Bisnu dan Raka langsung melesat cepat untuk menghindari serangan mendadak yang dilakukan oleh Vidyana. Gadis cantik itu menyeringai dengan tatapan yang buas, seolah ia menikmati tiap-tiap pertarungan yang ia lalui, tiap-tiap ancaman kematian yang membuat tubuhnya merasakan gairah menyenangkan. Bisnu dengan cepat membalas serangan Vidyana, pukulan bertenaga dalam yang ia kerahkan menembus kepala Vidyana, dan seketika bidadari kematian itu lenyap.
“Kemana ia pergi!” kata Bisnu.
“Hati-hati, pancaran energinya dekat sekali.” Kata Raka.
Nala hanya berdiri terdiam menyaksikan pertarungan itu. Lelaki kecil itu justru lebih berbahaya, namun keberadaannya tak pernah dianggap demikian oleh setiap pendekar yang bertarung dengan kakaknya. Itu karena Nala juga tak terlalu suka bertarung seperti kakaknya.

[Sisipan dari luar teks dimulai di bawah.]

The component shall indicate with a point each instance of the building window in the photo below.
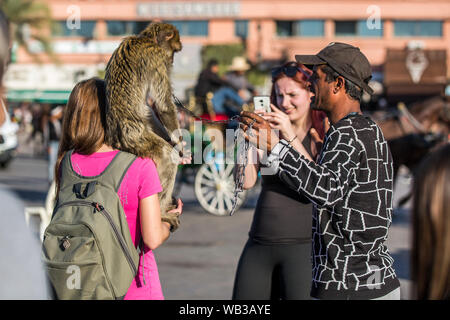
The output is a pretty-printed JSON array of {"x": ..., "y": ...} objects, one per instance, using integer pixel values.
[
  {"x": 416, "y": 28},
  {"x": 300, "y": 28},
  {"x": 85, "y": 29},
  {"x": 310, "y": 28},
  {"x": 121, "y": 28},
  {"x": 357, "y": 28},
  {"x": 241, "y": 28},
  {"x": 285, "y": 28},
  {"x": 198, "y": 28}
]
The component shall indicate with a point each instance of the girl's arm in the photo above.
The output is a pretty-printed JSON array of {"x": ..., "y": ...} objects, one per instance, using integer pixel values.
[{"x": 154, "y": 231}]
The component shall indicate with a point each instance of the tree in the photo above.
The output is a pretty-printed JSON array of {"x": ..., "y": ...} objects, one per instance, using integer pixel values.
[{"x": 29, "y": 20}]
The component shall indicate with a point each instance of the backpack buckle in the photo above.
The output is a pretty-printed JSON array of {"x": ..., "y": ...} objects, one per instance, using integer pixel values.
[{"x": 65, "y": 243}]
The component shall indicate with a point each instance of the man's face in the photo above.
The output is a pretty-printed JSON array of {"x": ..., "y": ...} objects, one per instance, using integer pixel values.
[{"x": 320, "y": 88}]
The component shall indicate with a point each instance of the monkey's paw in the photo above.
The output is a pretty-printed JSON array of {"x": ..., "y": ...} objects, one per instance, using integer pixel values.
[{"x": 173, "y": 218}]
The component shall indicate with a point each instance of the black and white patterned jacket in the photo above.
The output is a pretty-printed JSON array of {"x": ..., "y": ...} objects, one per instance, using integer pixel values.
[{"x": 351, "y": 188}]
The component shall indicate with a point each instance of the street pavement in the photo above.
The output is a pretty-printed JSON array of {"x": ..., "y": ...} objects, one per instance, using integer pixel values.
[{"x": 198, "y": 261}]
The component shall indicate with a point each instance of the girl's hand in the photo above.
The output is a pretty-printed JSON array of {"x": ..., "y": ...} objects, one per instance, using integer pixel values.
[
  {"x": 187, "y": 155},
  {"x": 280, "y": 121}
]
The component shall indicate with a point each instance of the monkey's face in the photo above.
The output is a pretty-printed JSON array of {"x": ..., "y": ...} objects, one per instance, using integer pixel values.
[{"x": 166, "y": 36}]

“Awas, dibelakangmu!” teriak Raka kepada Bisnu. Tiba-tiba, bebatuan, kerikil, dan pasir berhamburan dan menyambar ke arah Bisnu. Pendekar Serigala Neraka itu menghindar dengan cepat, namun beberapa batu kerikil sempat menggores beberapa bagian tubuhnya.
“Sial! Aku paling benci pertarungan semacam ini. Baiklah kalau begitu, terimalah ini!!” Bisnu melayang dan dari atas ia menghujamkan tenaga dalam ke arah tumpukan batu dan kerikil yang bergerak-gerak seolah bernyawa. Bebatuan itu hancur berantakan. Namun dengan cepat, serpihan-serpihannya kembali berkumpul, menjadi sesosok monster yang menggoda Bisnu dan Raka untuk menyerang.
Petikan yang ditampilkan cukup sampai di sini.